We no longer call developers who can’t browse and tweak assembly code to be sloppy. The day is coming (or perhaps it is here?) where we won’t look in askance at a professional developer who is unfamiliar with hand-coded memory management. Similarly, we need to cast off the old idea that holding the shift key down in a consistent manner makes you a better programmer.

Lars attributes bugginess in rockets to font-choice. That seems a bit far-fetched to me.

He takes an interesting approach to arguing against pretty-printing software: that the original developer has a mental picture of its structure, and that changing its formatting will confuse them. I am not convinced; code is written once and read many times. Preserving weird formatting to maintain short-term consistency seems unappealing to me.

Lars brings up a strawman against pretty-printing programs that alter the case of comments. I have never seen one do this without an explicit request, and it certainly isn’t the norm. Another false analogy to forging signatures doesn’t help his case. Lars then takes a side-track into security risks of filenames without extensions. This is irrelevant to the case discussion.
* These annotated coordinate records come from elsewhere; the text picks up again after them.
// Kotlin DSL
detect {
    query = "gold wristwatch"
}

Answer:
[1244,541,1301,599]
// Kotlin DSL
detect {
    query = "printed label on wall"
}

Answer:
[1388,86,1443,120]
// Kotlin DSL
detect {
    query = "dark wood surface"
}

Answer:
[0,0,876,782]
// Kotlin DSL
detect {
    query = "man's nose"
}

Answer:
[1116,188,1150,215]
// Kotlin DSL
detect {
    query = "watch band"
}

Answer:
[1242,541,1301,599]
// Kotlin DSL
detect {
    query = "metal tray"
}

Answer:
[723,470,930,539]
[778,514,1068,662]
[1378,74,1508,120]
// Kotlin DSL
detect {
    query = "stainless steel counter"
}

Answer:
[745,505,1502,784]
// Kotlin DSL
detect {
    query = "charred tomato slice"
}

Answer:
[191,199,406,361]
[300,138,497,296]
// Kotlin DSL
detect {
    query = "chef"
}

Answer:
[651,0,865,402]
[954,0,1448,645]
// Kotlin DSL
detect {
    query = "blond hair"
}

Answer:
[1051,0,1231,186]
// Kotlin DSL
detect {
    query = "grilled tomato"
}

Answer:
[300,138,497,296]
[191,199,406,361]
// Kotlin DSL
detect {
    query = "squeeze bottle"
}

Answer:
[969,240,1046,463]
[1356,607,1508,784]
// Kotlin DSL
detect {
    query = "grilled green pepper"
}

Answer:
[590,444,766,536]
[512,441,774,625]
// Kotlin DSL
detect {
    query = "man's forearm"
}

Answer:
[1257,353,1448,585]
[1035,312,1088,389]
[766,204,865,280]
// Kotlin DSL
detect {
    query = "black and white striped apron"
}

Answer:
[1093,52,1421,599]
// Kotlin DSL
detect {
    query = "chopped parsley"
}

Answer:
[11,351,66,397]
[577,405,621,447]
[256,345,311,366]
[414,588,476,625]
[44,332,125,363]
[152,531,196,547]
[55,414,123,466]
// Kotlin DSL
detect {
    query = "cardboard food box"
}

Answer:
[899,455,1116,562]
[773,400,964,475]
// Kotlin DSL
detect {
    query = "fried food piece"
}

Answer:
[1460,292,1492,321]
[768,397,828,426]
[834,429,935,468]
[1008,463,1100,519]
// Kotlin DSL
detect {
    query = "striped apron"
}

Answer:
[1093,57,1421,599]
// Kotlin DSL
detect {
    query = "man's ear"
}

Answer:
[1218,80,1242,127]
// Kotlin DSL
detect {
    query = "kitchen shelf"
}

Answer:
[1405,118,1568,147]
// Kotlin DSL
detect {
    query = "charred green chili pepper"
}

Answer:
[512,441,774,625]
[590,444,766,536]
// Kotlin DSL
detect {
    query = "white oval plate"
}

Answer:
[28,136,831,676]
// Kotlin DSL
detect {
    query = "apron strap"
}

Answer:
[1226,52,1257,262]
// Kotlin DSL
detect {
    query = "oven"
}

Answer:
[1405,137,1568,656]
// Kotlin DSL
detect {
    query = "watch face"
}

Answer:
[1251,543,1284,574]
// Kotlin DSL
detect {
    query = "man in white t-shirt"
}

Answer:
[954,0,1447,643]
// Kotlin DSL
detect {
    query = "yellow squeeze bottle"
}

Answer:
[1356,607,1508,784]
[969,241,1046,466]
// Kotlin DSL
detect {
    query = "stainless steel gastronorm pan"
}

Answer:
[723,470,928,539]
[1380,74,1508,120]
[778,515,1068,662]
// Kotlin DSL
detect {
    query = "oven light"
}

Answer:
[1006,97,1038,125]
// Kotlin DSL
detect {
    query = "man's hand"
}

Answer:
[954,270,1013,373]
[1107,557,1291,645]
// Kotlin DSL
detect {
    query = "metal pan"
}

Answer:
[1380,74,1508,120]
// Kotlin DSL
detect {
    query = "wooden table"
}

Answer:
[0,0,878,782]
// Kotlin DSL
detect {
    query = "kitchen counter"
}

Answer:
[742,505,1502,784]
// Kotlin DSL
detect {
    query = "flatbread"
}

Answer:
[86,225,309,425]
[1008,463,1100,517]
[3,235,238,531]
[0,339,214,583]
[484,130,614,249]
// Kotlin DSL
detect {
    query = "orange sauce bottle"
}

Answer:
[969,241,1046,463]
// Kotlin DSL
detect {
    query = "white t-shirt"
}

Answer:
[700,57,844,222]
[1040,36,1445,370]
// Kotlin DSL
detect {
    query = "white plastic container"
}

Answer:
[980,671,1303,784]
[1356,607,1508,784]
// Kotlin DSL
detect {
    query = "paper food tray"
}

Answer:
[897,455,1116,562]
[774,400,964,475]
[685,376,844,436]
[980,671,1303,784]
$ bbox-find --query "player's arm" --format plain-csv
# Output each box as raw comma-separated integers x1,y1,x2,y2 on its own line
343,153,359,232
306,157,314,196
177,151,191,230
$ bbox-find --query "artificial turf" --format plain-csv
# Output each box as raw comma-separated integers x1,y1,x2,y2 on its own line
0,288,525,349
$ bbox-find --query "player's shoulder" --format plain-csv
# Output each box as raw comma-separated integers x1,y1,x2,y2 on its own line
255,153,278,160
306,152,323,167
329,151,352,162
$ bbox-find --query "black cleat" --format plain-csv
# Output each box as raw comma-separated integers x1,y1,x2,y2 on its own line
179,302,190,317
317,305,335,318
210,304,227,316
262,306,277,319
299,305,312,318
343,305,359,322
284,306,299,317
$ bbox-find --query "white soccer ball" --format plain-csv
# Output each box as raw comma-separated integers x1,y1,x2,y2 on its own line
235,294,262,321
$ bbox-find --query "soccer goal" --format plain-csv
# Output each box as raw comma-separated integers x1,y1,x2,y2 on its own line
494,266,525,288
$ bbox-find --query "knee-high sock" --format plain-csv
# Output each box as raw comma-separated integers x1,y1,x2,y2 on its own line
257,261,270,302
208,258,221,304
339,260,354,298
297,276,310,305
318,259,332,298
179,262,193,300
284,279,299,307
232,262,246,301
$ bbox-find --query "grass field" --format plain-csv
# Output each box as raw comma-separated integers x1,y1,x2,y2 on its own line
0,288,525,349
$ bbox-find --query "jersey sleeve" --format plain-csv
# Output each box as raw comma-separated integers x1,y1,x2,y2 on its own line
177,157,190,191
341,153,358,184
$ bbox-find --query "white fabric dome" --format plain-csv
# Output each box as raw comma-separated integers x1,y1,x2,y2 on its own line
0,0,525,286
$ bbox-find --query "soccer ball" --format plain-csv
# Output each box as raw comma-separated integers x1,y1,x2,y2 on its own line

He promotes case-sensitivity as a method of “smartening up” sloppy programmers. I reject the notion, just as I would reject the notion that combing your hair makes you a better programmer. Lars helps me make this point by pointing out that Free Pascal programmers about both good programmers and sloppy with their case and indenting consistency. Lars claims this is rare; I disagree – I just think that the Free Pascal developers would benefit from a pretty-printing tool to hide the unnecessary inconsistency between developers.

Lars warns about the use of underscore to separate words, because double underscores are hard to distinguish from single ones. I could equally argue that it is difficult to distinguish xyziiiabc from xyziiiiabc, so I am arguing against the letter ‘i’ in variable names. Or perhaps, we could just avoid variables that only differ by indistinguishable changes. Wait, wasn’t that my argument from the beginning?

To be fair, Lars points out a coding style that uses double underscore to indicate a variable is private (presumably in a language that doesn’t support the concept directly). I agree that is a poor style.

Lars has unwittingly helped my argument with two trivial (or should I say “sloppy”?) errors in the naming of programming languages: He calls Free Pascal ‘freepascal’ and Ada ‘ADA’. For someone who rails against sloppy programming and the need for case-sensitivity, these should seem like important differences. Fortunately, it was clear what he was referring to, and we can forgive him these trivial linguistic blurrings. I am just asking my compiler to offer the same grace.

> QUOTE
> Signify internal variables by two underscores after the prefix. That
> is, when a symbol must (for technical reasons) reside in the global
> namespace despite not being part of a published interface, then use
> two underscores following the module prefix. For example:
>
> svn_fs_get_rev_prop () /* Part of published API. */
> svn_fs__parse_props () /* For internal use only. */
> END QUOTE

With some fonts, one would not be able to tell that svn_fs__parse_props is an internal function only, since some fonts don’t easily distinguish two underscores from one underscore. Instead of abusing underscores for these situations, the language should have a private implementation section or the word private or priv should be embedded into the function.

Most likely, the programmers above are abusing the underscore because their language does not allow private functions, only global or public ones – which leads to spaghetti code and one large global dangerous namespace that uses kludges to become more privatized and modular.. instead of the modularization and privatization features being built into a proper language with units or modules instead.